The smile was slightly tilted to the right, indicates that the market was anticipating upside volatility—as higher IV indicates more demand for these options. The rapid increase in BTC between Monday and Wednesday last week led traders to reprice their positions, shifting demand dynamics for options contracts. Consequently, the IV Smile observed on October 28 became more pronounced, with IVs rising across all strike prices by November 3. The IV smile on the November 8 contract has since tilted left which indicates hedging against downside moves.
Crypto markets differ from equities in their proneness to price swings in either direction. As a result, traders typically pay a premium for options on both sides of the current spot price—hence the "smile." If the smile skews to the left (right), it could signal bearishness (bullishness). In the below chart we can see repricing in markets for ETH between October 28 and November 3 led to the smile tilting to left, indicating bearishness.
Looking beyond the White House in 2025
The Presidential race might get all the attention this week, but down ballot results are just as important—particularly when it comes to shaping crypto policy going forward. What really matters when it comes to crypto regulations is who controls the House and Congress. As such, new voices on either side of the aisle will be crucial to shaping crypto policy in the US going forward.
The last congress failed to pass a comprehensive stablecoin bill over the past two years, despite bipartisan support. Passing regulations on stablecoins will continue to be top of mind for lawmakers, particularly in light of recent consolidations in the space. Stripe, one of the world's largest fintechs, acquired Bridge—which enables businesses to easily transact in stablecoins. Crypto-related exchange-traded funds will continue to be a topic of discussion in 2025. Last week, the US Securities and Exchange Commission formerly acknowledged Grayscale's latest filing—to convert its digital large cap trust into a spot ETF. The outcome for this and spot applications for XRP, SOL, and LTC will likely depend heavily on the election result.
Other areas such as decentralized finance will also need to be address in the next two years. As recently as September the House financial services committee held a hearing on the topic, titled "Decoding DeFi: Breaking Down the Future of Decentralized Finance."
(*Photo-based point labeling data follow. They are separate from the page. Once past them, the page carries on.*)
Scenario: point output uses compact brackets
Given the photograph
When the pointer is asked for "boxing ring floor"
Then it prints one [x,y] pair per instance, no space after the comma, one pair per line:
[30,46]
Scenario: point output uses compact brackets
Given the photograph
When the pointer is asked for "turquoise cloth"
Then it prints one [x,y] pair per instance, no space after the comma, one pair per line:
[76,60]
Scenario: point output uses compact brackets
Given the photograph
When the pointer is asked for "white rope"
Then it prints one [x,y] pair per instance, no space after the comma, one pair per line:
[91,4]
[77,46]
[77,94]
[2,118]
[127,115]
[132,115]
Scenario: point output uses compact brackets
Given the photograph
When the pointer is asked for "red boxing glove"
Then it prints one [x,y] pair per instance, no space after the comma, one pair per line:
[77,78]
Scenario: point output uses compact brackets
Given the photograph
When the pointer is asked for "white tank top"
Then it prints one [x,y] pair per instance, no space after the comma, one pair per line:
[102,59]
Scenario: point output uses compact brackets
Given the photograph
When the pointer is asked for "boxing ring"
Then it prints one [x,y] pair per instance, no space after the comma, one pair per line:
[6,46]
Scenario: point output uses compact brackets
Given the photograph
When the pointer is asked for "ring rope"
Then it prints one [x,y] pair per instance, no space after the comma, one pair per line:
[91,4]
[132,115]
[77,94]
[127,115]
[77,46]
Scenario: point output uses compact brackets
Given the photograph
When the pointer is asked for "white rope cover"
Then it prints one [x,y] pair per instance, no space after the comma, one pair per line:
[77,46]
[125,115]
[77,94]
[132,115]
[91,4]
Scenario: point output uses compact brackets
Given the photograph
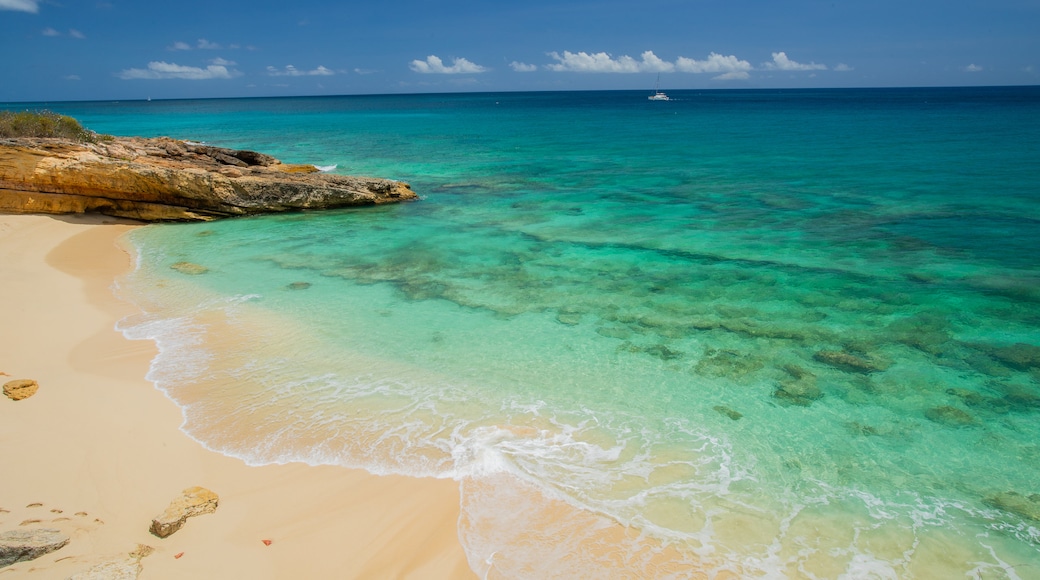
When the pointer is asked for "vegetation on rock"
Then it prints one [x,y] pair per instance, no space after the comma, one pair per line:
[44,124]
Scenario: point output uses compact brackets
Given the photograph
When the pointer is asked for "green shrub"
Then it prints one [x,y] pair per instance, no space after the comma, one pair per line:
[43,124]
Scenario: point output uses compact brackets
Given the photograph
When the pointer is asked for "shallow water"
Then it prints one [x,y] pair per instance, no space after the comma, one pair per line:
[765,334]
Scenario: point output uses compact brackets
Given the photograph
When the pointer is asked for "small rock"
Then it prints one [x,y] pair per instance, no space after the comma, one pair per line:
[1019,356]
[20,546]
[950,416]
[723,410]
[141,551]
[189,268]
[847,362]
[1014,502]
[799,392]
[20,389]
[664,352]
[193,501]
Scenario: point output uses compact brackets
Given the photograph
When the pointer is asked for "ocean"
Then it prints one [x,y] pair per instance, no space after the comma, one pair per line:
[755,334]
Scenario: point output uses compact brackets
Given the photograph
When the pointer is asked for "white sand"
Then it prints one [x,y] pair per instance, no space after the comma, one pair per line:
[98,439]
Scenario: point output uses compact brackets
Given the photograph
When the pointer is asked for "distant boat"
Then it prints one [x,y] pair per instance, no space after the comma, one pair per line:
[657,95]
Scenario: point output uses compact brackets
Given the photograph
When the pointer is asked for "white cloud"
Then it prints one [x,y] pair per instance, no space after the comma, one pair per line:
[733,75]
[20,5]
[729,67]
[603,62]
[291,71]
[522,67]
[436,66]
[781,62]
[159,70]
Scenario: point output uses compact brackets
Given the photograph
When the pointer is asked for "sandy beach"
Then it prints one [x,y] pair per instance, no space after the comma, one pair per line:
[97,451]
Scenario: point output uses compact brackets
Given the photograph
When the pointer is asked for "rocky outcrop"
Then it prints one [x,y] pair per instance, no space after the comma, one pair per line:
[193,501]
[163,179]
[20,389]
[1027,506]
[20,546]
[849,363]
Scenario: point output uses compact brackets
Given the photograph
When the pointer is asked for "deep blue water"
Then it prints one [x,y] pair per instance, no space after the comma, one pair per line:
[759,333]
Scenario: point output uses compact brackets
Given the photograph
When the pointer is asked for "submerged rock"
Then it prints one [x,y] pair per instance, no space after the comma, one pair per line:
[799,392]
[20,546]
[848,362]
[663,351]
[163,179]
[20,389]
[1019,357]
[1027,506]
[193,501]
[951,416]
[189,268]
[723,410]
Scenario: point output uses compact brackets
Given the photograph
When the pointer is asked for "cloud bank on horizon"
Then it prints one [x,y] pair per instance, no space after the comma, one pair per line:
[404,47]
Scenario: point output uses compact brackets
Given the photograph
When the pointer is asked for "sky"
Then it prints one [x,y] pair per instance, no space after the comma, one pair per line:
[73,50]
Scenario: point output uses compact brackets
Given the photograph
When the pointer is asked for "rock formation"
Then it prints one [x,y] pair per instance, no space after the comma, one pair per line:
[20,389]
[193,501]
[20,546]
[163,179]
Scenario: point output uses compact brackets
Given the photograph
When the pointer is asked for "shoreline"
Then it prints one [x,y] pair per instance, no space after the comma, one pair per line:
[99,439]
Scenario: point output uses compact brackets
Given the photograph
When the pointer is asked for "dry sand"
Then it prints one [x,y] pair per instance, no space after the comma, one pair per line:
[99,447]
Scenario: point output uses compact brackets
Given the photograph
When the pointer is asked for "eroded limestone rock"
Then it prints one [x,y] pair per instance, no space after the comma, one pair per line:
[849,362]
[20,389]
[20,546]
[193,501]
[1027,506]
[163,179]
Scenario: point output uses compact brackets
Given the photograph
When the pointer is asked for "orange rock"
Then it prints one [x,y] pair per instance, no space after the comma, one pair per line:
[20,389]
[193,501]
[161,179]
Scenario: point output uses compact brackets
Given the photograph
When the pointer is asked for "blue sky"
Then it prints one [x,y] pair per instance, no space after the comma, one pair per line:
[59,50]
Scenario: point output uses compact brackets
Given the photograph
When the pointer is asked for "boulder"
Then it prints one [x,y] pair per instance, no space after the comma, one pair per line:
[1019,356]
[20,546]
[1027,506]
[166,180]
[20,389]
[951,416]
[193,501]
[847,362]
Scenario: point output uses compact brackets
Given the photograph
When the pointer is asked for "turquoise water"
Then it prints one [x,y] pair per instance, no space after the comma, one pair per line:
[756,334]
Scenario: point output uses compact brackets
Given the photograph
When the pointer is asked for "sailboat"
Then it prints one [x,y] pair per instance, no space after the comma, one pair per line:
[657,95]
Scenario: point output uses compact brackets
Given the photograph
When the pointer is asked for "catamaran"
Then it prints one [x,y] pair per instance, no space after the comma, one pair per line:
[657,95]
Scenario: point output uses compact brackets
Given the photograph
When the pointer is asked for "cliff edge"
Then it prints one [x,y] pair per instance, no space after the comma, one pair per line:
[169,180]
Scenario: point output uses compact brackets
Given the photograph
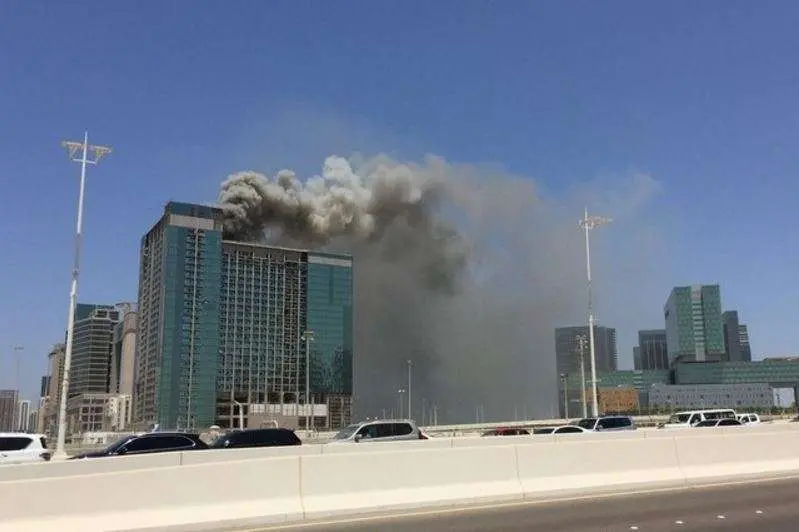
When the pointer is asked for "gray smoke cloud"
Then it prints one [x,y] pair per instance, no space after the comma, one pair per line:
[464,270]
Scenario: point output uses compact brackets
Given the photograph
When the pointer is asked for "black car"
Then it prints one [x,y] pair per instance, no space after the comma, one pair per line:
[257,438]
[151,442]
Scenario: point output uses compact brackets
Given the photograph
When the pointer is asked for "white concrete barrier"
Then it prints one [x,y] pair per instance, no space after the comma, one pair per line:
[69,468]
[737,453]
[377,477]
[566,468]
[267,489]
[347,483]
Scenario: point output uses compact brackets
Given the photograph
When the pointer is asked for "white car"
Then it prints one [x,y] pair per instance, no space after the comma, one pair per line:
[21,448]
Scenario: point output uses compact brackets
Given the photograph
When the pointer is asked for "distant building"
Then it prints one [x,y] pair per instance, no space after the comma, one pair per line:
[9,401]
[569,357]
[221,322]
[743,338]
[740,396]
[617,400]
[49,417]
[44,386]
[694,330]
[124,352]
[90,369]
[637,358]
[653,350]
[736,338]
[33,421]
[23,413]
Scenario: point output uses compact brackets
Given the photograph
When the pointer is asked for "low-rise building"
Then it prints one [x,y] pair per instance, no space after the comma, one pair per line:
[742,396]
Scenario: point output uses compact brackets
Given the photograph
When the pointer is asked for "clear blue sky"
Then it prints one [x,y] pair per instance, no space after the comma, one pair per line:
[703,96]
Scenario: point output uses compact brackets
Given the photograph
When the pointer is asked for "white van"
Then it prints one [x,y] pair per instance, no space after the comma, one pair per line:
[690,418]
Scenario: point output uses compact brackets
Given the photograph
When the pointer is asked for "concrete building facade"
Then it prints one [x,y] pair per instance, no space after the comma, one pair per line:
[741,397]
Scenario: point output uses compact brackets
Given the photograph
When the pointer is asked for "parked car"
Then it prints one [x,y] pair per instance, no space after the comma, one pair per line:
[565,429]
[20,448]
[148,443]
[504,431]
[607,423]
[749,419]
[256,438]
[690,418]
[379,431]
[726,422]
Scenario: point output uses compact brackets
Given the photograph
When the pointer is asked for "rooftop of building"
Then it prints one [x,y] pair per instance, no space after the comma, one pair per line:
[266,245]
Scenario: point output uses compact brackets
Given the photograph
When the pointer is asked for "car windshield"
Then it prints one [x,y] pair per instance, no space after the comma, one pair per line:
[346,432]
[679,418]
[114,447]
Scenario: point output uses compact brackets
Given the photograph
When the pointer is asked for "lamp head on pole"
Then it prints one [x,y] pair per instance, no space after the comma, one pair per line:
[592,222]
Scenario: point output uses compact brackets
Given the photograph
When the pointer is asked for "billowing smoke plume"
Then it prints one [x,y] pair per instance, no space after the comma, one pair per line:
[466,271]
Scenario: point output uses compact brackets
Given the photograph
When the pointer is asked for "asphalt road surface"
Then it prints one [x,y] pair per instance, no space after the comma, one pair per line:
[763,506]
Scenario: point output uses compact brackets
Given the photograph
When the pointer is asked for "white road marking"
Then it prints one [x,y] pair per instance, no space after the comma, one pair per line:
[429,512]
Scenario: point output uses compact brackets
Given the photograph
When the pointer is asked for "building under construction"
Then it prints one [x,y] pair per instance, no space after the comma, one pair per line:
[228,331]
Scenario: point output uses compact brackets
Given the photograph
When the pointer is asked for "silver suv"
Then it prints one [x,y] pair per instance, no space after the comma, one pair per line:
[607,423]
[379,430]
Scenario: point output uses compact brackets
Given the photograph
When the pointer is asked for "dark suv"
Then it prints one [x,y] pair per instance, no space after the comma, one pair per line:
[151,442]
[256,438]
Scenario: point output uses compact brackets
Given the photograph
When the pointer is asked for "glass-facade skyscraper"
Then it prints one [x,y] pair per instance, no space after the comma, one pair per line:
[93,332]
[223,323]
[652,350]
[736,338]
[694,330]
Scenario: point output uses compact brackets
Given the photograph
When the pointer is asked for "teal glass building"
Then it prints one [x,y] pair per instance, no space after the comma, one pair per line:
[222,326]
[694,327]
[177,348]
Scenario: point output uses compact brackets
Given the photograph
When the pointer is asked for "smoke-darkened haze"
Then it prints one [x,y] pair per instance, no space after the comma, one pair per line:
[464,270]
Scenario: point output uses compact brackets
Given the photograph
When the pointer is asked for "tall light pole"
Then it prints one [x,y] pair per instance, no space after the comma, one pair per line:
[97,152]
[400,392]
[588,223]
[18,410]
[308,336]
[17,349]
[410,365]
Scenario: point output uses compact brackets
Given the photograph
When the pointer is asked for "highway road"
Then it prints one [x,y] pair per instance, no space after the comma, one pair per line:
[763,506]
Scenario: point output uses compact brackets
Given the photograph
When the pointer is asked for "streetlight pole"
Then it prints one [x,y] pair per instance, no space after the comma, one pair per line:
[410,365]
[17,349]
[18,409]
[400,392]
[97,152]
[588,223]
[308,336]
Conclusion: The finite wisdom of markets
Markets simply reflect supply and demand, which are influenced by market participants. In other words, the market positioning outlined in our last report shows sentiment and market trends, but the predictive nature of these trends is very much still up for debate since traders aren't infallible. For example, in 2016 Sam Bankman-Fried, then a trader at Jane Street, rose to fame on the trading floor for a trade on the US election. The prop trading firm theorized that global equity markets would plummet if Donald Trump won that election. It was Bankman-Fried's job to design a system to predict election results faster than media outlets to give his firm an edge.
The system worked and correctly predicted a Trump victory, however, Jane Street lost $300mn on the trade, according to author Michael Lewis. Markets rallied following Trump's victory, leaving the firm with massive losses—and they weren't alone. With this in mind its important to use a wide range of metrics to monitor markets reaction in real-time. Tick-trades allow us to see large buy or sell orders, while IV shows us how markets are pricing risk. Understanding the rationale behind changes in one market can help better contextualise market moves overall.